La chambre régionale des comptes invite Diwan à une remise à plat. (LT.fr – 13/10/24)

Si ses performances pédagogiques « apparaissent dans l’ensemble satisfaisantes », La Chambre régionale des comptes a diagnostiqué plusieurs faiblesses au sein du réseau Diwan.
Si ses performances pédagogiques « apparaissent dans l’ensemble satisfaisantes », La Chambre régionale des comptes a diagnostiqué plusieurs faiblesses au sein du réseau Diwan. (Lionel Le Saux/Le Télégramme)

Par Thierry Charpentier

Le 29 septembre 2023, la chambre régionale des comptes notifiait, au président de Diwan, ses observations sur la gestion de son association. La juridiction financière met en évidence des pratiques qui esquissent un fonctionnement confus du réseau d’enseignement immersif du breton.

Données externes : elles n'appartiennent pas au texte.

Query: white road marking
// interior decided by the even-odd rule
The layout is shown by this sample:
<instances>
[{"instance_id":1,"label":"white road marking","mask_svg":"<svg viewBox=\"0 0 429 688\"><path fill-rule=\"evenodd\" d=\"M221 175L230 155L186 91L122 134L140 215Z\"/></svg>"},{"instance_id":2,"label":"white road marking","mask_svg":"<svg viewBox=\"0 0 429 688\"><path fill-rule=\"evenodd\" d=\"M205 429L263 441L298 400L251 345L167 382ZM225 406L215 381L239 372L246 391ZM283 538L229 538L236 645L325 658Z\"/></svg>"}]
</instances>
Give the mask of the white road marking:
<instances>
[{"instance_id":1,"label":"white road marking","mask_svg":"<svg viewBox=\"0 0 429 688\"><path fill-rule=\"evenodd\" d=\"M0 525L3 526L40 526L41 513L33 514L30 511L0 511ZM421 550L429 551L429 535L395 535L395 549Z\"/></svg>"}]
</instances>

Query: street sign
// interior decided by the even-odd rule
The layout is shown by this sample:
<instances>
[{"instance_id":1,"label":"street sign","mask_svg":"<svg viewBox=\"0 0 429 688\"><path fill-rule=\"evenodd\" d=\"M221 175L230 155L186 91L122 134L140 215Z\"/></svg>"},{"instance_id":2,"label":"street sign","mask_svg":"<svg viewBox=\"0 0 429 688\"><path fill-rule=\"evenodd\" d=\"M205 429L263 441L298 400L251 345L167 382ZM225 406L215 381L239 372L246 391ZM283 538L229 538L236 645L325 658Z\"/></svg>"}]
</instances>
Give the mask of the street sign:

1 – Un vaste réseau juridiquement fragile

Le réseau, qui conserve un fort ancrage dans le Finistère, compte 47 écoles primaires, six collèges et deux lycées sur une cinquantaine de sites répartis dans la Bretagne historique. « Les écoles sont souvent de petites unités, avec en moyenne quatre classes, dont un grand nombre est multiniveaux, par site ». Chaque école est gérée par une association d’enseignement populaire (AEP), doublée d’un comité de soutien (« Skoazell »). « Ses performances pédagogiques apparaissent, dans l’ensemble, satisfaisantes », relève la Chambre régionale des comptes (CRC).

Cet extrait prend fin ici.